Chastain drove his car straight into the Turns 3 and 4 wall on the final lap and held the throttle wide open to qualify for the Cup Series title race on Sunday. The move gained Chastain five positions and his lap time was nearly two seconds faster than race winner Christopher Bell. It was also the fastest Cup Series lap ever at Martinsville and entirely a product of Chastain using the wall as his guide.
After the race, some drivers mused if what Chastain did at Martinsville could be replicated at Phoenix — the site of this weekend’s title race — and other tracks on the schedule. And on Tuesday, NASCAR vice president Steve O’Donnell effectively gave drivers in NASCAR’s top three series the green light to copycat Chastain if they want to try.
“Certainly within the rules, what he did, and was able to execute it,” O’Donnell said Tuesday on SiriusXM 90. “As with anything you see of the first time, you have to take a look. We’ve had a number of discussions internally about that move and all the what ifs but that’s within the rules and believe that’s where we’ll be for Phoenix as well and then something we can definitely evaluate in the offseason.”
💭 "It was a move that was within the bounds of the rulebook."
#NASCAR COO Steve O'Donnell told #TMDNASCAR that the video game move @RossChastain pulled was perfectly legal and that they "don't think it's right to adjust the rules" with one race left in 2022. pic.twitter.com/V2F8JREOCQ
— SiriusXM NASCAR Radio (Ch. 90) (@SiriusXMNASCAR) November 1, 2022
It makes sense that NASCAR wouldn’t rush to ban Chastain’s move this week. Any rule would likely be hasty and NASCAR officials likely don’t have enough time to hash out various scenarios and possible loopholes. Any rule of this nature is best implemented over the offseason with plenty of deliberation.
But O’Donnell’s stated reasoning for not implementing a rule ahead of Phoenix doesn’t hold up well to basic scrutiny from anyone with a working knowledge of how quickly and frequently rules change in NASCAR’s three series.

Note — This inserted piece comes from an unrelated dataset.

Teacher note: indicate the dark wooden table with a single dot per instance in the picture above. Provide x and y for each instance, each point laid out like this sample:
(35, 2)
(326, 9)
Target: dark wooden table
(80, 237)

“Looking at it, it was a move that was within the bounds of the rule book and really don’t think it’s right to adjust the rules when, for 35 points races we’ve been one way and then throw a wrinkle in it for the 36th,” O’Donnell said.
Adding a rule to prevent the replication of Chastain’s move at Phoenix wouldn’t be out of the ordinary for a sanctioning body that has frequently made midseason changes when issues with the rules have come up. Just this year, NASCAR changed its in-race rules for damaged cars ahead of the playoffs.
And the 36th Cup Series race of the season is, by the nature of the playoffs, run on different terms than any other race during the postseason given its winner-take-all format. Plus different tracks have different rules. Drivers can run on the apron at tracks like Phoenix and Auto Club to gain time but they can’t do so at Daytona and Talladega. A temporary rule for Phoenix would hardly be a break in NASCAR precedent.